America the Gutted: Outsourcing America's infrastructure

GlobalPost

VANCOUVER, Washington — When ironworker Larry Brown turned 18, he bet his future on what seemed like the safest part of a safe profession.

“A lot of people were graduating from college and they weren’t making the kind of money you could make in the trades,” said Brown, now 50.

The ironworking trade once reserved perhaps its most secure jobs for the men who build infrastructure the government can’t help but buy. Steel bridges aren’t something you can skip or skimp on.

Brown grew up in the bridge-making capital of the West Coast. Barges carrying massive girders routinely plied the Columbia River between Portland, Oregon and Vancouver, Washington. Straight out of high school, Brown took a job sweeping a manufacturer’s floors. Two decades later, he was a well-paid equipment manager – able to afford cars, motorcycles and a middle-class suburban home.

And then, it all began to unravel.

“You thought you had a good thing going and well, you didn’t,” Brown said. “The problem with the bridges is they can have them done overseas for so much cheaper.”

The corporate undertow that draws more American manufacturing jobs overseas each year has taken hold of mega-projects like bridge-building, too.
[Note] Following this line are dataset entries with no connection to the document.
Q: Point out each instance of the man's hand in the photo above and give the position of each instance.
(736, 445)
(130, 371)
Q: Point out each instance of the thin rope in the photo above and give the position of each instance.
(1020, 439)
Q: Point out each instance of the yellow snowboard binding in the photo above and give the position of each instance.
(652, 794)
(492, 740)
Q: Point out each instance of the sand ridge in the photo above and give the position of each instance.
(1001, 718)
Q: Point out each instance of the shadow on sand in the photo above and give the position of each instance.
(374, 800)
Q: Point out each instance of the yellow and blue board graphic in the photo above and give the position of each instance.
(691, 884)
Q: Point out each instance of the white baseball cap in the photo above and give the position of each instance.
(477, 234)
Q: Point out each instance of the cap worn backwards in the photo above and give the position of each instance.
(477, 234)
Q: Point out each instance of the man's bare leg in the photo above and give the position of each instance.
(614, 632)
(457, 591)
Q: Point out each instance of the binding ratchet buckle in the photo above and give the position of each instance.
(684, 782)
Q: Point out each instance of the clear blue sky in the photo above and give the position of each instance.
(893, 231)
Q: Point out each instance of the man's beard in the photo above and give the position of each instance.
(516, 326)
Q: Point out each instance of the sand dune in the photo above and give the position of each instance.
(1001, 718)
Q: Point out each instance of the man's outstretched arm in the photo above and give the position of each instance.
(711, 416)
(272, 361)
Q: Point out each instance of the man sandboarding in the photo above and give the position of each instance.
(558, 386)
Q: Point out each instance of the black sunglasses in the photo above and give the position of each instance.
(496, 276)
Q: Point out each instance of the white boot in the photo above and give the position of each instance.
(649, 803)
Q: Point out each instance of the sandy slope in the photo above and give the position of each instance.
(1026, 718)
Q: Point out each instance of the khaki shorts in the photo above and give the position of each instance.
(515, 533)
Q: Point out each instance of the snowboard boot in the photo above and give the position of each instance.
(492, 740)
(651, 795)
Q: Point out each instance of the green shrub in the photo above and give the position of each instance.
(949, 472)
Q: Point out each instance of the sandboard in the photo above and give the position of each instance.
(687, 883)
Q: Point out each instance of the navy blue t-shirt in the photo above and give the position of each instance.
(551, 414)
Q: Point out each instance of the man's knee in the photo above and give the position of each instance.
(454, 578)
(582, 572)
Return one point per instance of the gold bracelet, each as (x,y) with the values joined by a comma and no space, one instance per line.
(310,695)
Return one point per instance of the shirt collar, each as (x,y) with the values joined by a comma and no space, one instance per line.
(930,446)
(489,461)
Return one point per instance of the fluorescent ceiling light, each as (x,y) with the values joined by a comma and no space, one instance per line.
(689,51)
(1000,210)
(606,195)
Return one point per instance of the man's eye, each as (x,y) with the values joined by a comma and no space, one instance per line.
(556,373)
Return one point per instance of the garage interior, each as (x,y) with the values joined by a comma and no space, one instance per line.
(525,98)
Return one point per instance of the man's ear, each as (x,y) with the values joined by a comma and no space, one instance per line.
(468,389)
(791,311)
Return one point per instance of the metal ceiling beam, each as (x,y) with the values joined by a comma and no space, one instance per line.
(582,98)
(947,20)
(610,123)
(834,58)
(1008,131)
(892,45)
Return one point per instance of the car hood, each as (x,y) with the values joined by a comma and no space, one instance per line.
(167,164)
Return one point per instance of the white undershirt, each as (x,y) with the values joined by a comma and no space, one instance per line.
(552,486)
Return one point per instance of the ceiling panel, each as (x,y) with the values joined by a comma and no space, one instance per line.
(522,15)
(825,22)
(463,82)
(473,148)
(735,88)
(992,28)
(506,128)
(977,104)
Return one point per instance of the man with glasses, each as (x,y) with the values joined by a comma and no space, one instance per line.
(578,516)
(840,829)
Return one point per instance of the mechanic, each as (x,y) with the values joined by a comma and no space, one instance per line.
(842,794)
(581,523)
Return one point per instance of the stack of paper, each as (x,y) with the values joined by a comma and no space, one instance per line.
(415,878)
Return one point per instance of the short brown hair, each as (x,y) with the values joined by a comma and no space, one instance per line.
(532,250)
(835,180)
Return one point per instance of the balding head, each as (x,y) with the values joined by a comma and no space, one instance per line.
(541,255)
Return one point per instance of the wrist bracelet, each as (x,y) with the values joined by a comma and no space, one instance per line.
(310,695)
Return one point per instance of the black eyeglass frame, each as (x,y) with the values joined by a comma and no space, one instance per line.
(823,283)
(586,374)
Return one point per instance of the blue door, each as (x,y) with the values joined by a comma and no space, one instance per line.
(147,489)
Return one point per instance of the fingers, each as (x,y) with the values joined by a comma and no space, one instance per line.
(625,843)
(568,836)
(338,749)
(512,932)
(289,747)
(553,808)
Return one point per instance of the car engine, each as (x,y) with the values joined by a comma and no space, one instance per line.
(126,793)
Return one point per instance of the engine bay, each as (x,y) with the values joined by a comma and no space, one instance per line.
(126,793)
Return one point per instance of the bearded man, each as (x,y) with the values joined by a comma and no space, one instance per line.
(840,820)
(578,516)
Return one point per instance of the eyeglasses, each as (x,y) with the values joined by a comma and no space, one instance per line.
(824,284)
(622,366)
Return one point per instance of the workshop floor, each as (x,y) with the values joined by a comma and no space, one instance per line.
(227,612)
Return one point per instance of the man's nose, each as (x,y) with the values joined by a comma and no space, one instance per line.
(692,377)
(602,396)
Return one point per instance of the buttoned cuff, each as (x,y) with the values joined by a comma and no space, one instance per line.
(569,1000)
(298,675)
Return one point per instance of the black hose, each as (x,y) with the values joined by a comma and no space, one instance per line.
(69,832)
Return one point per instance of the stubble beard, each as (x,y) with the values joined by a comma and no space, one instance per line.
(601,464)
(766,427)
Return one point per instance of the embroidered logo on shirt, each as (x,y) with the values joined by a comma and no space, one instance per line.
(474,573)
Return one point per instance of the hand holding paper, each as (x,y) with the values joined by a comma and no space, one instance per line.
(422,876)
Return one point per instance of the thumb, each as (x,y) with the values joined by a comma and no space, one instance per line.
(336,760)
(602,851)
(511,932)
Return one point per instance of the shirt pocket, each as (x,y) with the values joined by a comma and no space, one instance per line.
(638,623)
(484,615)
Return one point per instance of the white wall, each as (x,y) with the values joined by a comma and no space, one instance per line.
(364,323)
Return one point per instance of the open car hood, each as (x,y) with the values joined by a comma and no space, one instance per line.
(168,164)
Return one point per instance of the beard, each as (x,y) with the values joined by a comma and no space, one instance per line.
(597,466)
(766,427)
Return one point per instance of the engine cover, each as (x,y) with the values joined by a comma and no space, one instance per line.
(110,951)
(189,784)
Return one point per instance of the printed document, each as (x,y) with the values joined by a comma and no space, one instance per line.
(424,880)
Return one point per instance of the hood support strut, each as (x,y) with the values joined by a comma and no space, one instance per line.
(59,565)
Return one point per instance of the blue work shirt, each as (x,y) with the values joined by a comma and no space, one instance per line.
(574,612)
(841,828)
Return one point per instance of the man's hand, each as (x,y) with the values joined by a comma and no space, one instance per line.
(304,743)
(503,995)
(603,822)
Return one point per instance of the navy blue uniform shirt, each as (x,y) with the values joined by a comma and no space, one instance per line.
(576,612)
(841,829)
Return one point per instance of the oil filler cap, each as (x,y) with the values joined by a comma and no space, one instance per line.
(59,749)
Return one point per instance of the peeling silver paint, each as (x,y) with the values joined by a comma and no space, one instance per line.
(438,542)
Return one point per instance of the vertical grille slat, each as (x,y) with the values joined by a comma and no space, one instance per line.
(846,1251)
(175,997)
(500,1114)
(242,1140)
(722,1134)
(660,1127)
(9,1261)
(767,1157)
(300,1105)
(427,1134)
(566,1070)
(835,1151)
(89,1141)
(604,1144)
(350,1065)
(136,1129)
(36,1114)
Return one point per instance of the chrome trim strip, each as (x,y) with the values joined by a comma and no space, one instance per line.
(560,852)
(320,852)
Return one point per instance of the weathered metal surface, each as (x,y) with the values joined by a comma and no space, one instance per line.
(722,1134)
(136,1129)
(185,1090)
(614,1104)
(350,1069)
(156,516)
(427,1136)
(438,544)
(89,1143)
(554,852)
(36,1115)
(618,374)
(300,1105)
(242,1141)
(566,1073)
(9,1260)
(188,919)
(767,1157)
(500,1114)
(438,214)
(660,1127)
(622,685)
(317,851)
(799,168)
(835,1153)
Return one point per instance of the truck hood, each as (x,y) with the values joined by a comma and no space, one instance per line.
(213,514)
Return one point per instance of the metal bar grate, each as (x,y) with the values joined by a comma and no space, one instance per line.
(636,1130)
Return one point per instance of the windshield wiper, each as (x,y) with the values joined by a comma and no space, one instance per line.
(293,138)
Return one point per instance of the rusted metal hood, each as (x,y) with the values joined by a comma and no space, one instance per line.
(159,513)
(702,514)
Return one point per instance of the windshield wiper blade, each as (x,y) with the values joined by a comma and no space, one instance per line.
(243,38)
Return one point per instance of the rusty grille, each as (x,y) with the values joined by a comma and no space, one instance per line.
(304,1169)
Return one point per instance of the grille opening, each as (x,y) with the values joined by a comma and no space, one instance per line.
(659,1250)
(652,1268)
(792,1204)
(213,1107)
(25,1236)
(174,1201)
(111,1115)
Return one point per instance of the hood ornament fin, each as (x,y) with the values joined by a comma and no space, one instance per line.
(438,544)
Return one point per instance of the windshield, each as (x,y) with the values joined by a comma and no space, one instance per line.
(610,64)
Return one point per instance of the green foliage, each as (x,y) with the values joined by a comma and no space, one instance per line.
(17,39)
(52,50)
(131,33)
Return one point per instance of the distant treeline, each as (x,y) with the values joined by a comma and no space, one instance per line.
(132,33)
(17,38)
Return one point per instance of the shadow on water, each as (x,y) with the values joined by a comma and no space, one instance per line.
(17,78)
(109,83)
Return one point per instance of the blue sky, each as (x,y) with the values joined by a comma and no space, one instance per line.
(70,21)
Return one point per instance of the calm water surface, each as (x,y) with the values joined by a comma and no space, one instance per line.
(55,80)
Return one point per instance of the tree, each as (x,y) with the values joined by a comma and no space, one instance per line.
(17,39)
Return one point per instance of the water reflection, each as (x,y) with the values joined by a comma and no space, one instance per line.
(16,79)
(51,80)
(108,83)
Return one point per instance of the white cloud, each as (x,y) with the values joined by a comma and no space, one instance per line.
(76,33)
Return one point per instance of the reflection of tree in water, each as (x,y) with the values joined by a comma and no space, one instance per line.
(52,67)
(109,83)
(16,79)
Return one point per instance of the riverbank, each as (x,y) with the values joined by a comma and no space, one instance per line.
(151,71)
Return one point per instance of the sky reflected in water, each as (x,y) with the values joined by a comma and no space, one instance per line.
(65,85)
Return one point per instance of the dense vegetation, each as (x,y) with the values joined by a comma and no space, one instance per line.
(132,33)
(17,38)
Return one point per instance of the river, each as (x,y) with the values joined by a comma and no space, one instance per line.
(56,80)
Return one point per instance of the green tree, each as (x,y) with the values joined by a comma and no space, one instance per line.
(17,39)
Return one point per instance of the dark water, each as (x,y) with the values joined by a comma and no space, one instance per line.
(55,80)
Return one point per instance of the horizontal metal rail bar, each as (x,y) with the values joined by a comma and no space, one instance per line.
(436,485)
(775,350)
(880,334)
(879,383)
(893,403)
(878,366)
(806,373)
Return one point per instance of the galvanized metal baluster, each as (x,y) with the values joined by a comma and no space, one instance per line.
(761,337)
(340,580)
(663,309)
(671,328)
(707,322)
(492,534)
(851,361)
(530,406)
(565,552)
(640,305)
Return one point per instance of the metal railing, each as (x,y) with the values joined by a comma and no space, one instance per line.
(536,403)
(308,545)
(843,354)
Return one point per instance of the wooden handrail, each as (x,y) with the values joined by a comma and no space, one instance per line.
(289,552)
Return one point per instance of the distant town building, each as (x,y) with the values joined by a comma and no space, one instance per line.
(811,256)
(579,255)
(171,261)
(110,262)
In the last ten years, significant pieces of America’s biggest infrastructure projects have been built abroad.

The deck for the largest US suspension bridge built in half a century, Seattle’s Tacoma Narrows Bridge – made in South Korea. The span slated to be Alaska’s longest bridge – the steel was made in China. Chinese workers also built the 500-foot tower and steel road decks for the east span of the San Francisco-Oakland Bay Bridge, billed as the most complex engineering feat in California history.

Cash-strapped states say they’re acting in the interests of taxpayers, choosing a superior, often cheaper, product by looking offshore. Critics say states are prioritizing the immediate bottom line without taking into account the trickle-down benefits of employing US workers. Meanwhile, the once-proud bridge builders whose labor assured them a place in America’s middle class are watching the ground disappear beneath them.

“It used to be a guy could get a job and he could stay with that company and he could be with that company for 20 or 30 years,” said Portland union leader Aden J. Blair. “That’s dried up.”